ECLI:NL:RBNHO:2020:10394
Rechtbank Noord-Holland
- Eerste aanleg - enkelvoudig
- Rechtspraak.nl
Kennelijk niet-ontvankelijk beroep wegens ontbreken beroepsgronden
Op 16 december 2020 heeft de Rechtbank Noord-Holland, zittingsplaats Haarlem, uitspraak gedaan in de zaak met zaaknummer HAA 20/3887. Eiser, [X], heeft op 5 juni 2020 beroep ingesteld tegen de uitspraak op bezwaar van de heffingsambtenaar van Cocensus, welke uitspraak dateert van 27 mei 2020. De rechtbank heeft op basis van artikel 8:54 van de Algemene wet bestuursrecht (Awb) uitspraak gedaan zonder zitting.

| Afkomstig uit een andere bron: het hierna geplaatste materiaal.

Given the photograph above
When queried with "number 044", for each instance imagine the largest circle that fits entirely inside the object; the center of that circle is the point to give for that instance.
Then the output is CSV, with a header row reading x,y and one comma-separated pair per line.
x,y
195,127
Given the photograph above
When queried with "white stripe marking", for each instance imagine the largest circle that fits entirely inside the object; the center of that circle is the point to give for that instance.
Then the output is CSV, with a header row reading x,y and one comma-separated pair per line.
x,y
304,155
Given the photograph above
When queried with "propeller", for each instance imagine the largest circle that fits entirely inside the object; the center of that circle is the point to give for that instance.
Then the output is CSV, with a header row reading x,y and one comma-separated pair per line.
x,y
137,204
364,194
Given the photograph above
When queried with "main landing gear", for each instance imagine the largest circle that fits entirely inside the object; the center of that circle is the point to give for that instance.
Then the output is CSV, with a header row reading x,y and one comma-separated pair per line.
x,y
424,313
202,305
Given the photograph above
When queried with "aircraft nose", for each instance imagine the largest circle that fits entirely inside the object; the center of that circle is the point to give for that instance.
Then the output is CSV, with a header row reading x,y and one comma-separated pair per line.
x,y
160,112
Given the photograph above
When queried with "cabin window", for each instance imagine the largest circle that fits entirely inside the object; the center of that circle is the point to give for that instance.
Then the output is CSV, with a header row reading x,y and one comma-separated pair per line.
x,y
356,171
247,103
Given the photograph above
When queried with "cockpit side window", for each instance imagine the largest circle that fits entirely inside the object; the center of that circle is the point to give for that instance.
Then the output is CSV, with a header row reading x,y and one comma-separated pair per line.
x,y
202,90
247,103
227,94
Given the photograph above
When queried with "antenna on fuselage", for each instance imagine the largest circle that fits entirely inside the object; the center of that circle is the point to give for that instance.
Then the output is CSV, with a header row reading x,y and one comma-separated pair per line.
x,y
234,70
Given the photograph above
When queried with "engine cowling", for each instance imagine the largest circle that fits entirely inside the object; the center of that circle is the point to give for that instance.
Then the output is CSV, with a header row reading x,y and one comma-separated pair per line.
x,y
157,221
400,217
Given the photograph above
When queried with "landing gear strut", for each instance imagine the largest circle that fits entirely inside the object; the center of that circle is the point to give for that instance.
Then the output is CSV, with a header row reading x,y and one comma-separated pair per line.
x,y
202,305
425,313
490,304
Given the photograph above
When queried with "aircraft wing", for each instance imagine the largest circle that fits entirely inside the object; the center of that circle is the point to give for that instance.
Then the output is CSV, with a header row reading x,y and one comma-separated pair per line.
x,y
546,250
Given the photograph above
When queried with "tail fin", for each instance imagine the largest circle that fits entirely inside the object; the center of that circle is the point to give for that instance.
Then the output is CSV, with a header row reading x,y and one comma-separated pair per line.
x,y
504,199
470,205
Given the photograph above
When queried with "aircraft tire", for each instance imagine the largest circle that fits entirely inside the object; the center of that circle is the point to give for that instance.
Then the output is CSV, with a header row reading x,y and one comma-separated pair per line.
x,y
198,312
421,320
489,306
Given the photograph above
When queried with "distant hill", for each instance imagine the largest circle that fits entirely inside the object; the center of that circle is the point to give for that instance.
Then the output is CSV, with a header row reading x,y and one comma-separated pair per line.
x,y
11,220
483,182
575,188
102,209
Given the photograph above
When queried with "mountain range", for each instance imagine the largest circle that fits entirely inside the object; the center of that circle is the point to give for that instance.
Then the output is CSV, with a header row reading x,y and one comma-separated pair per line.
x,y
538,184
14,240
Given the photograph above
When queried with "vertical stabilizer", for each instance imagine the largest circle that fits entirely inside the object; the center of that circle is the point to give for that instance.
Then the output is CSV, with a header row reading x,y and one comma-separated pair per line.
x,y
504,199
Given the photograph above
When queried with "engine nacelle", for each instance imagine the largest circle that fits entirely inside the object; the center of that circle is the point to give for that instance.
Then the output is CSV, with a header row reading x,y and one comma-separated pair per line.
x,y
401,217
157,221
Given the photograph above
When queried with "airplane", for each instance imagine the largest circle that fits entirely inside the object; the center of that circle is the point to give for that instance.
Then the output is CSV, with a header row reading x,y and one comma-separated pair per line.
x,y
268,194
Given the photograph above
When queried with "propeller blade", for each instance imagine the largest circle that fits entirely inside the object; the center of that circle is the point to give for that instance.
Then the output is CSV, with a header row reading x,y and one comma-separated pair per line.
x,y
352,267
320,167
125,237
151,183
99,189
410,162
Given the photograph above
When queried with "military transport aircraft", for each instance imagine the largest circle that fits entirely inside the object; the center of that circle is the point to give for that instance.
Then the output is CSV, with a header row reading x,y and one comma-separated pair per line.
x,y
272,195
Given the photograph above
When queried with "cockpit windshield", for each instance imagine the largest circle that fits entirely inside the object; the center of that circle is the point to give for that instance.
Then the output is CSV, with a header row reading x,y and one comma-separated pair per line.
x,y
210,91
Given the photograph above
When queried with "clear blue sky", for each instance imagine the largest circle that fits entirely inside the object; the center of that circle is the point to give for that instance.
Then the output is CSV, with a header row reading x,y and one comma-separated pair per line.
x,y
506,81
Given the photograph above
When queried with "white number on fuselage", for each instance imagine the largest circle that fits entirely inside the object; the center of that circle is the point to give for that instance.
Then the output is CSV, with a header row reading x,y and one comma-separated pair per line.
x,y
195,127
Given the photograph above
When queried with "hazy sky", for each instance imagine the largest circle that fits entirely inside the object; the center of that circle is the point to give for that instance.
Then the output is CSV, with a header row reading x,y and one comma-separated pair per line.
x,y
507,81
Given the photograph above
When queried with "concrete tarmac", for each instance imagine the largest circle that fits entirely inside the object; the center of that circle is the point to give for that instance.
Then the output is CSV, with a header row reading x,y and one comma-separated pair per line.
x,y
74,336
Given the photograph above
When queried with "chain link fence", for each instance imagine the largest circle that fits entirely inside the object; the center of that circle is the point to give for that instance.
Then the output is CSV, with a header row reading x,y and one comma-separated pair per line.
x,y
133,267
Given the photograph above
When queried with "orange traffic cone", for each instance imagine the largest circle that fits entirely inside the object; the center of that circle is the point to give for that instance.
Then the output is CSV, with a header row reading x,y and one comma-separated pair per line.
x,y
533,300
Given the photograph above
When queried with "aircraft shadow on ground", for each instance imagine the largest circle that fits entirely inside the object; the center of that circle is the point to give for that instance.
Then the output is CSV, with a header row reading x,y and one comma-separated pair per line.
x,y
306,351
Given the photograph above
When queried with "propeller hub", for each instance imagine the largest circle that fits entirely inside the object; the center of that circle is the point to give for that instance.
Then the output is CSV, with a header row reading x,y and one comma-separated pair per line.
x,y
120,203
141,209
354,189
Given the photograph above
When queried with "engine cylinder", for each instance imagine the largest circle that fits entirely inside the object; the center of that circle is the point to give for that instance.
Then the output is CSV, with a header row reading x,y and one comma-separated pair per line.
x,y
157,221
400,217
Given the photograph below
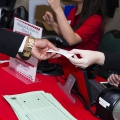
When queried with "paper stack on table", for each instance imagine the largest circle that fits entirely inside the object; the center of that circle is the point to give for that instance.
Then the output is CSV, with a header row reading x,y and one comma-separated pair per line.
x,y
37,105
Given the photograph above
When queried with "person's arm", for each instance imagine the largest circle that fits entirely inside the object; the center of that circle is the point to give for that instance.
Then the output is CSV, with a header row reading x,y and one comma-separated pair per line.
x,y
87,58
48,17
83,34
112,63
109,61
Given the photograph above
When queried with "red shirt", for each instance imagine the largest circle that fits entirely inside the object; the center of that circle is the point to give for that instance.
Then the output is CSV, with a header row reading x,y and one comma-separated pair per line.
x,y
89,31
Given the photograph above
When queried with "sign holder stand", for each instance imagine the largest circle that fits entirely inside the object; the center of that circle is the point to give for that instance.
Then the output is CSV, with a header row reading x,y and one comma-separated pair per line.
x,y
19,76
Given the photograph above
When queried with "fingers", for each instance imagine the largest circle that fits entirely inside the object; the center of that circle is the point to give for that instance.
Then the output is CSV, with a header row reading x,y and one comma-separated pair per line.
x,y
51,46
76,60
75,51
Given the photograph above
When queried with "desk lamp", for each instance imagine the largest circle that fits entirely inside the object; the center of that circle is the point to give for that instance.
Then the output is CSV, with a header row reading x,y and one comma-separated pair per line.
x,y
46,68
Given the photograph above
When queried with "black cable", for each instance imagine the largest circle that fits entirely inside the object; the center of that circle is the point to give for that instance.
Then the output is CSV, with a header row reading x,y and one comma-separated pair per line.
x,y
82,99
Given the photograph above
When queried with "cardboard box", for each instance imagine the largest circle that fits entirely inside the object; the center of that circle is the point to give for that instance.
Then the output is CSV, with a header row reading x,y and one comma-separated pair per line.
x,y
39,13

De rechtbank overweegt dat een eiser bij het indienen van een beroepschrift op grond van artikel 6:5, eerste lid, aanhef en onder d, van de Awb verplicht is om de gronden van het beroep te vermelden. Dit houdt in dat de eiser specifiek moet aangeven op welke punten hij of zij het niet eens is met het bestreden besluit. In dit geval heeft eiser geen beroepsgronden vermeld in het beroepschrift. De rechtbank heeft eiser bij aangetekende brief van 17 augustus 2020 verzocht om dit verzuim binnen vier weken te herstellen. Uit het Track & Trace-systeem van PostNL blijkt dat deze brief op 26 augustus 2020 is afgehaald, maar eiser heeft niet gereageerd.
Aangezien eiser binnen de gestelde termijn geen gronden heeft ingediend en geen verontschuldiging voor dit verzuim heeft gegeven, heeft de rechtbank geconcludeerd dat het beroep kennelijk niet-ontvankelijk is. De rechtbank heeft geen aanleiding gezien voor een proceskostenveroordeling. De uitspraak is gedaan door mr. M.C. van As, rechter, in aanwezigheid van A.C. Karels, griffier. Deze uitspraak is niet openbaar uitgesproken vanwege de coronamaatregelen, maar zal alsnog openbaar worden gemaakt zodra dat weer mogelijk is. Eiser kan binnen zes weken na verzending van de uitspraak verzet aantekenen bij de rechtbank.